Adherence to Basal Insulin Therapy Among People with Type 2 Diabetes: A Retrospective Cohort Study of Costs and Patient Outcomes

Diabetes Ther. 2018 Jun;9(3):1099-1111. doi: 10.1007/s13300-018-0421-5. Epub 2018 Apr 11.

Abstract

Introduction: This research compares costs, resource utilization, and complications between adherent and nonadherent patients over the 3-year period post initiation on basal insulin therapy.
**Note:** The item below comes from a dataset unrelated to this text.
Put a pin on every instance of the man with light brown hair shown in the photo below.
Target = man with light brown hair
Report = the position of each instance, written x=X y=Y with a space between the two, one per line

Methods: The study utilized the US-based Truven Health MarketScan® Research Databases from 2011 through 2015. Adults aged 18 years or older and identified with type 2 diabetes (T2D) who initiated therapy on basal insulin in 2012 were included. Patients were excluded if they were pregnant, filled their index basal insulin prescription via mail order, or were not continuously insured from 1 year before through 3 years following initiation of treatment with basal insulin. Instrumental variables were used to control for selection bias, and multivariable analyses were used to examine the associations between adherence to basal insulin therapy and costs, resource utilization, and acute complications.

Results: A total of 21,363 individuals were included in the study. Three years after initiating therapy on basal insulin, patients who were adherent over time to basal insulin treatment therapy (33.8% of patients) had significantly higher diabetes-related drug costs. However, patients' adherence was associated with significantly lower diabetes-related outpatient, acute care, and total costs. Results for all-cause costs were similar. Adherent patients also had significantly fewer all-cause and diabetes-related hospitalizations and emergency room visits and were significantly less likely to be diagnosed with an acute complication.

Conclusions: Results of this study illustrate that despite higher drug costs, there are disease-specific and all-cause cost offsets and improved patient outcomes associated with adherence to basal insulin therapy for people with T2D.

Funding: Eli Lilly and Company.

Keywords: Adherence; Basal insulin; Costs; Proportion of days covered; Resource utilization.